Apesar de solteiro e sem filhos, como educador, Sávio Bruno se sente bastante responsável pela formação de seus alunos e se mostra extremamente realizado com as demonstrações de admiração e afeto que vem recebendo ao longo dos anos. Ele, inclusive, aproveita a solidão do trabalho de campo para fazer reflexões a respeito de como os homens têm esquecido de cuidar uns dos outros. “No caso do pato-mergulhão, os casais têm vida longa e um período reprodutivo que se estende por anos a fio, principalmente em junho e julho, o inverno brasileiro”, explica. “O casal fica junto por toda a vida, sempre no mesmo trecho do rio, que varia de cinco a dez quilômetros de extensão. Além disso, escolhem bem o local onde realizarão o ritual de acasalamento e que lhes servirá de habitat, e cuidam com muito zelo dos filhotes até que eles se tornem independentes”, explica. A observação da natureza, na opinião do pesquisador, traz ensinamentos diários. "O próprio comportamento da ave nos dá esse exemplo. Quando os filhotes estão deixando o ninho, os pais os incentivam com sons a  empreender os primeiros mergulhos à cata de alimentos", observa.     
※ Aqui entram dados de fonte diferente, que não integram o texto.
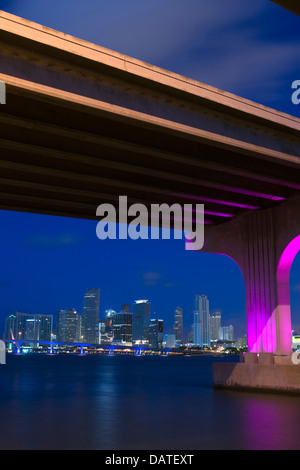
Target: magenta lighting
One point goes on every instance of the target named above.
(283, 275)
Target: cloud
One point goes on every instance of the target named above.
(235, 47)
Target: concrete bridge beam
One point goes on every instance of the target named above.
(264, 244)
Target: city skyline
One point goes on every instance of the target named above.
(70, 325)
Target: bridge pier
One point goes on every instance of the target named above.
(264, 244)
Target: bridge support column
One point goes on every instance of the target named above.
(264, 244)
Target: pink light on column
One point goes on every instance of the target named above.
(284, 307)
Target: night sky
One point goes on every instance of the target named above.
(250, 49)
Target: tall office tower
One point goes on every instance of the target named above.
(108, 321)
(122, 328)
(90, 316)
(226, 333)
(202, 321)
(140, 321)
(215, 325)
(156, 332)
(68, 328)
(10, 327)
(178, 325)
(44, 327)
(25, 326)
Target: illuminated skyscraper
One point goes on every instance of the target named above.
(140, 321)
(178, 325)
(201, 322)
(33, 327)
(10, 327)
(122, 328)
(68, 326)
(215, 325)
(156, 333)
(90, 316)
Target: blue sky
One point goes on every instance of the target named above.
(248, 48)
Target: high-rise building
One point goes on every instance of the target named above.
(90, 316)
(178, 325)
(169, 341)
(215, 325)
(125, 308)
(68, 329)
(226, 333)
(201, 327)
(108, 322)
(156, 332)
(31, 327)
(10, 327)
(140, 321)
(122, 328)
(44, 326)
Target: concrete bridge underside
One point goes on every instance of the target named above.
(83, 125)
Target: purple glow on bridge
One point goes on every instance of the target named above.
(284, 308)
(215, 201)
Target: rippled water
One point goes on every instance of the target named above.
(137, 403)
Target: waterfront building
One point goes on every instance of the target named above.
(10, 327)
(33, 327)
(125, 308)
(169, 341)
(140, 321)
(215, 325)
(226, 333)
(201, 327)
(90, 316)
(178, 325)
(156, 329)
(68, 329)
(122, 328)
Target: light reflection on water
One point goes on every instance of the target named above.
(123, 402)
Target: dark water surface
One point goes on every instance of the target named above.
(137, 403)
A descrição que o documentário faz do ritual de acasalamento também é outro ponto marcante na história dos patos-mergulhões. Durante a corte, eles fazem uma série de movimentos para excitar e manter os laços entre os parceiros. A fêmea permanece imóvel, com cabeça e pescoço esticados de maneira a formar uma tênue linha sobre a superfície da água. Às vezes, ela balança rapidamente as asas, emitindo um som rouco direcionado ao macho. “Este comportamento estimula o macho, que dá curtos e vigorosos mergulhos por debaixo da fêmea, na tentativa de convencê-la do quanto é saudável e viril. Em outro momento, passa a empurrá-la com o peito para demonstrar o quanto pode ser cuidadoso e dedicado”, explica Sávio Bruno. Já o ato sexual em si resulta na principal característica que diferencia fisicamente os machos das fêmeas. “Ele monta sobre a fêmea e usa seu próprio bico para prender-lhe o penacho. Frequentemente, com o peso de seu corpo, o macho chega a submergi-la completamente. Desta maneira, as repetidas cópulas acabam tornando o penacho da fêmea bem menor que o do macho”, acrescenta. 

No momento, o pesquisador se encontra na Serra da Canastra, estudando os primeiros momentos em que o pato-mergulhão começa a procriar. Ele sonha com uma edição revista, ampliada e bilíngue do documentário para ser divulgada não só no País, como no exterior. E alerta sobre a destruição do meio ambiente pela ação humana. “Desde o começo da existência do nosso planeta, muitas espécies animais evoluíram ou se extinguiram por catástrofes ambientais e fenômenos naturais, como os dinossauros, por exemplo. A extinção é um processo natural. Temos que deixar que a vida flua e evolua, mas não podemos deixar que ela se extingua por nossa ação”, conclui.